Nel frattempo mia madre morì e dopo anche mio nonno. Alla fine della guerra la vita nel villaggio era difficile, così mio zio – il fratello minore di mia madre – decise di trasferirsi a Bangui, nella Repubblica Centrafricana e di portarmi con sé. Aveva una fabbrica di scarpe dove faceva sandali da donna e mi mise a lavorare lì. Anch’io facevo sandali da donna! Poi aprì un chiosco di bibite e altri prodotti, perciò vendevo anche le bibite. Ma quando, a un certo punto, fu vietato vendere alcolici ricominciai a fare scarpe. Proprio allora vidi lo studio fotografico di un nostro vicino e gli chiesi se poteva insegnarmi il mestiere. Dopo aver chiesto l’autorizzazione a mio zio, cominciai a fotografare e quando imparai presi uno studio per conto mio. Con la pellicola avanzata dai ritratti che facevo ai clienti – per non sprecarla – iniziai a fotografarmi. Volevo far sapere a mia nonna che stavo bene, perciò quando trovavo qualcuno che andava in Nigeria gli chiedevo se poteva portarle le mie foto.
All’inizio della tua carriera di fotografo – avevi 13 anni – tra i modelli che ti hanno ispirato c’era il cantante Prince Nico Mbarga & Rocafil Jazz, in particolare la copertina dell’album Sweet Mother, considerato un manifesto dell’identità postcoloniale dell’Africa Occidentale…
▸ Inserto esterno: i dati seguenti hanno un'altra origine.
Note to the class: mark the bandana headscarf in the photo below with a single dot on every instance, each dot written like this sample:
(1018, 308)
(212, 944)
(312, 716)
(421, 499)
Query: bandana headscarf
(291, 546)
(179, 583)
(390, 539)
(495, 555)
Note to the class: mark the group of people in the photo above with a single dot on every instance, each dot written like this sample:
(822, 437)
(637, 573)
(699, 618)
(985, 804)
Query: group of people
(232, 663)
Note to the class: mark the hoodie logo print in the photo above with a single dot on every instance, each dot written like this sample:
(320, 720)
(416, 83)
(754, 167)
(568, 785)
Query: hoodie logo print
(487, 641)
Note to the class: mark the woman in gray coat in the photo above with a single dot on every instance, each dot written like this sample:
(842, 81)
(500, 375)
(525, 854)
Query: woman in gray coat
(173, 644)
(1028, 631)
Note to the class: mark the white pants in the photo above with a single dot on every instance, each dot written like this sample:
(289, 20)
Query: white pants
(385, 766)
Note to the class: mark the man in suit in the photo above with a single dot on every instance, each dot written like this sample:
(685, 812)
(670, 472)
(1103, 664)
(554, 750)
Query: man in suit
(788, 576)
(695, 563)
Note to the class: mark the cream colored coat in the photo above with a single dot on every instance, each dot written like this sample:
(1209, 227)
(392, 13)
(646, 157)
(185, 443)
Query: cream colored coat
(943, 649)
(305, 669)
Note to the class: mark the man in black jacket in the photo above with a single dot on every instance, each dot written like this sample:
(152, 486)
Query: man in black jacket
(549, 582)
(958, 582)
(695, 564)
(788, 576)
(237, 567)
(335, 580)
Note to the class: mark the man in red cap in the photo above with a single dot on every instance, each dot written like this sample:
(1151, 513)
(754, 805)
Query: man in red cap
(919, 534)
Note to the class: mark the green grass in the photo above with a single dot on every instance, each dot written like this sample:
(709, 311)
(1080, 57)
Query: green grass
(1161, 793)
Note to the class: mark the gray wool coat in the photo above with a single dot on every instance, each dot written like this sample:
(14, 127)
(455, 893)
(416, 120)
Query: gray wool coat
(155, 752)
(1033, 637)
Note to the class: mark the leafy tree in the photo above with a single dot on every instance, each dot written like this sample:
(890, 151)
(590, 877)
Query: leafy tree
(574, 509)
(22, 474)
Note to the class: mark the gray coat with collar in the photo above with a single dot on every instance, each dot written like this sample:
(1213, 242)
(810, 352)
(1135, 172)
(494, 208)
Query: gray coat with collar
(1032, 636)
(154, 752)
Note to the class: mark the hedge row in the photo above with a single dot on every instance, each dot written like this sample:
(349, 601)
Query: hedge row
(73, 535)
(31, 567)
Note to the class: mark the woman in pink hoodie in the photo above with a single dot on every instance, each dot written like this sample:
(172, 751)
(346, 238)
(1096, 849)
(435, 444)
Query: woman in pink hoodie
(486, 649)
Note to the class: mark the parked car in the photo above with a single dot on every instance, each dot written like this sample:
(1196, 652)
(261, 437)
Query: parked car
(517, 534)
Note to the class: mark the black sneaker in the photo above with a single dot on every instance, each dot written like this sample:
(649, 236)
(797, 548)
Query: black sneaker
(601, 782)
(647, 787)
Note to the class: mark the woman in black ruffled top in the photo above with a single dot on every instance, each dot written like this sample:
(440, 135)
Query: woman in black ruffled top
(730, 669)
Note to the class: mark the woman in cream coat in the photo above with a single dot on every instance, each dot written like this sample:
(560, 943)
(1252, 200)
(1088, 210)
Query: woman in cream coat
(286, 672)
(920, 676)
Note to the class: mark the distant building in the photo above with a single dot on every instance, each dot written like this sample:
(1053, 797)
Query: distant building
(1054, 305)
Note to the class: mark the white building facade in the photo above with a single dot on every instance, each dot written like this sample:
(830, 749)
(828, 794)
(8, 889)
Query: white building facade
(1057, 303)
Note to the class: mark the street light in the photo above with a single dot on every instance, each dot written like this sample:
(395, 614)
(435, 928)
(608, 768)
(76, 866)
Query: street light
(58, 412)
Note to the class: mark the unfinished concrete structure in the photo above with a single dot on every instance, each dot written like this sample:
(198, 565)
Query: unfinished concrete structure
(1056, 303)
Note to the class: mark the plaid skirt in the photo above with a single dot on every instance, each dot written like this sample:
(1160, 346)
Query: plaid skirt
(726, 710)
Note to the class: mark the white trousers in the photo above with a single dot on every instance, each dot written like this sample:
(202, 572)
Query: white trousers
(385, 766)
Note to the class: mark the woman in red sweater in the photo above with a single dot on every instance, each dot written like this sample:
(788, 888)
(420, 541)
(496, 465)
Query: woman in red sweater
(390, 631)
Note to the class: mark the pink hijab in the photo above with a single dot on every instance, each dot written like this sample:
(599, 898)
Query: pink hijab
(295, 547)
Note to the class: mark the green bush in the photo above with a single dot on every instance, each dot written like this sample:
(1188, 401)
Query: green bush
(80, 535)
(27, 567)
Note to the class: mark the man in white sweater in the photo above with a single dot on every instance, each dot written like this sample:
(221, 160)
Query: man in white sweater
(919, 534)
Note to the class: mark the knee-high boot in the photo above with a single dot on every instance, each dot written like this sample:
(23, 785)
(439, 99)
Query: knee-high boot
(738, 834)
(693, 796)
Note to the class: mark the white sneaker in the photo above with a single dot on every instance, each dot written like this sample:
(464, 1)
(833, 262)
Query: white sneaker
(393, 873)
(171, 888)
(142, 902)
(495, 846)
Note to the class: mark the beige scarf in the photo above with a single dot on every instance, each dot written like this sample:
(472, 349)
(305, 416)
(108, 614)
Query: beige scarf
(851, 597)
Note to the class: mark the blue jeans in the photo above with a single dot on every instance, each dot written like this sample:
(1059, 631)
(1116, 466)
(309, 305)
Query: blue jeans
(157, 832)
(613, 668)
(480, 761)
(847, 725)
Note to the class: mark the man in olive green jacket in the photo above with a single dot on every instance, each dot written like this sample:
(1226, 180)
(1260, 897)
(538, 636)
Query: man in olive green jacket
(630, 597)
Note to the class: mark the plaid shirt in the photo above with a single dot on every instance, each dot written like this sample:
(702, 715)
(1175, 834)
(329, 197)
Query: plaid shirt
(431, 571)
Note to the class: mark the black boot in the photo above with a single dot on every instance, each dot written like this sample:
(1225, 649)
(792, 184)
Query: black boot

Di Nico Mbarga mi aveva attratto il modo di vestirsi. Mi piaceva tutto ciò che fosse un po’ diverso dagli altri e poi adoravo la sua musica. È lui che ha creato una cumbiamba congolese-ivoriana. Quando uscivano i suoi dischi, i musicisti cambiavano modo di suonare. Mi attiravano la sua musica e i suoi vestiti, quegli stivali con la zeppa… A Bangui comprai della stoffa jeans e mi feci cucire i pantaloni come li portava lui. Volevo somigliargli il più possibile, tanto che in città tutti mi chiamavano Prince Nico Mbarga. Mi accorsi che vestito come lui destavo interesse. Volevo, soprattutto, mostrare ai turisti europei che l’Africa non era solo quella dei villaggi con la povertà e il malessere. L’Africa era in evoluzione!
Dalla serie più recente «Black Pope» (2017), dove indossi i panni di un papa nero, ai leader per i diritti civili della comunità nera fino a Mao Tse-tung. In che modo decostruisci gli stereotipi legati all’identità, andando oltre la «semplice» messinscena?
Ho iniziato il lavoro sullo spirito africano per restituire la memoria e rendere omaggio a tutti quei grandi personaggi africani che hanno lottato per la libertà e i diritti civili dei neri, sia afro-americani che africani. Molti di loro non si trovano neanche nei manuali scolastici, così per far conoscere la nostra storia ho pensato di entrare nei musei interpretandoli. Il sogno del pastore Martin Luther King era che un giorno bianchi e neri avrebbero camminato insieme sullo stesso marciapiede e sarebbero saliti sullo stesso autobus. Et voilà, ora il suo sogno si è avverato. Se non fosse così non sarei seduto insieme a te, perché prima i cani e i neri erano uguali.
Interpretare personaggi legati al tuo mondo personale, come in «Le rêve den mon grand-père» (2003) o «Memoire d’un Ami» (2000), è stato più difficile considerando il coinvolgimento emotivo?
No, non è stato difficile. Quando entro in scena, automaticamente il mio spirito si trasforma, avvicinandosi abbastanza al personaggio a cui mi sono ispirato. Il mio spirito è in lui. Mi muovo come se fossi addormentato o in sogno, a quel punto non mi resta che fare immediatamente gli scatti.